When you learn about a new game your mind races with what could be possible. The reality is often a compromise. I want to remove everything that stands in the way between how you imagine a game could be and how it plays at the table.

My first exposure to tabletop games was through Warhammer Fantasy Battles, and I don't think I can overstate how little context I had for this new hobby that was unfolding in front of me at age 10. I didn't have any friends that already knew about it, there wasn't a handy website or video I could watch to explain it, and I wouldn't get an actual rulebook for months after buying my first few miniatures. 

So my monthly exploration was limited to what I could glean from White Dwarf. Battle Reports were a lifeline here, where I could pour over them and try to imagine how this thing would actually work on my own dining table. 

Years later I would go through a similar experience with D&D, when I picked up the 3rd Edition core books and mostly experienced them through reading about other people's games on forums, with the occasional dissatisfying facsimile of a game on pbp or irc. 

In a way, nothing can live up to those naïve imaginings. I never used to imagine hitting a rule that we don't understand, our game grinding to a halt. I never imagined being matched up in a game with that player who ruins it for everybody else. I didn't imagine having an idea for a daring gambit and being told that I should really just do the boring thing instead. 
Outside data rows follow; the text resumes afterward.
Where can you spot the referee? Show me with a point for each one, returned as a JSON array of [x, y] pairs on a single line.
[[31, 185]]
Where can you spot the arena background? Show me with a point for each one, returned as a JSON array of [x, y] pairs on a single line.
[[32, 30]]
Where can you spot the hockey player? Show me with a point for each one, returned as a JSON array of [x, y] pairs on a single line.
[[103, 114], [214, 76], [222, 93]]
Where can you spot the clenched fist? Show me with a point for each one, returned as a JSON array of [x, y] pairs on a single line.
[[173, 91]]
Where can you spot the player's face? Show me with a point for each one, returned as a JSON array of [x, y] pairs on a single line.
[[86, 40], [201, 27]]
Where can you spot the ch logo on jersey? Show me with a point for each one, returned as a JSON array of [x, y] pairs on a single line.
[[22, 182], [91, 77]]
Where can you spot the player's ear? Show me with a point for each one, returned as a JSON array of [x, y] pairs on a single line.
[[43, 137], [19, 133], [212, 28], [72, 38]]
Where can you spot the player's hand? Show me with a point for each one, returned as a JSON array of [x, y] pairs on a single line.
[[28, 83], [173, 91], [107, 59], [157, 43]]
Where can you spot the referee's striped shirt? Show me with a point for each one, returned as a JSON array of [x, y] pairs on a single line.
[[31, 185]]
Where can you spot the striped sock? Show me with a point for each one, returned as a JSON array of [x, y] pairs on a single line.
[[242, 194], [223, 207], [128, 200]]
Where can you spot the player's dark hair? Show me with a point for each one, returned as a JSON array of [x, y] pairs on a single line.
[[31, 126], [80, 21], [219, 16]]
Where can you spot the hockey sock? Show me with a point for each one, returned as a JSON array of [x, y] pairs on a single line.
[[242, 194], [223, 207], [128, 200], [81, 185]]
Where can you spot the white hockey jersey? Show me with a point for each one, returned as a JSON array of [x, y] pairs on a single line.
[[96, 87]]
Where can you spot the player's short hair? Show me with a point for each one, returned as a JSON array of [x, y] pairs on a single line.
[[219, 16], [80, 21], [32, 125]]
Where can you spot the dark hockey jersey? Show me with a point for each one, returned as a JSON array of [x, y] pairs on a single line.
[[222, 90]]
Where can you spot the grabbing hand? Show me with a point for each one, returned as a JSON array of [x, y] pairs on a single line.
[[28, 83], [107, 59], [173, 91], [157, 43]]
I don't think this imagined perfect game is necessarily worth chasing in earnest, but that endless pursuit has been core to so much of what I try to do with my games. 
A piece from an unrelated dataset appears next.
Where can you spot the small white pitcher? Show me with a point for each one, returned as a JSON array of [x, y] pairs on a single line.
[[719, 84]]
Did you have an expectation with games that never quite survived reality?


  1. I was lucky enough to experience mostly games where the cool thing was done, and when the rules got in the way, we made it work within a loose framework based on the rules. There was the understanding that *of course* the rules could not cover every conceivable idea. They were just the baseline for a common understanding. When I finally met groups that were very rules-effectiveness oriented and put the letter of the rules over the spirit of the story, they were, to me, odd groups of people, not odd rules systems.
    Lucky me!

  2. "I don't think this imagined perfect game is necessarily worth chasing in earnest..."

    Yes, it is. Chase that dragon, hoss!

  3. When I played my first game of AD&D at age 8, my friend’s older brother ran some module out of a book. I thought there must be, not just dungeons, but vast wilderness, towns, biomes and whole worlds defined in perfect detail. I thought the world we were exploring was already fully defined in a thousand modules and this corpus of modules was ‘D&D’.
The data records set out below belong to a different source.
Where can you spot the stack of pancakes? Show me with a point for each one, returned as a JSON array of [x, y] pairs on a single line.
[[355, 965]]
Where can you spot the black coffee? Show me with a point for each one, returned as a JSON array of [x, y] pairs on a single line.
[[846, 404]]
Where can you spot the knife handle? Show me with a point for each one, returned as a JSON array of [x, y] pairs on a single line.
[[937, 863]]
  4. The mystery and wonder I felt from reading about Jorune never quite translated into the playing of it. 'Let us go on a journey across this ancient alien landscape and see the fabled Mountain Crown of Tan-Iricid' somehow always just turned into 'Bitchin! We can throw these cystals like GRENADES!!!'.

    1. And yet, I'm certain everyone had a jolly good time :D

  5. I had a similar experience with Warhammer and such, piecing whatever I could from white dwarves and the free reference sheets. I played a bit at various clubs, but always enjoyed playing more solo where I could do what I wanted and make narratives without worrying about strict rules or "the best move".

    When I played magic the gathering I also imagined something very different from what I ended up playing in. Played a while against hyper-focused (and expensive) decks that I stopped, probably what put me off people super-optimising in RPGs.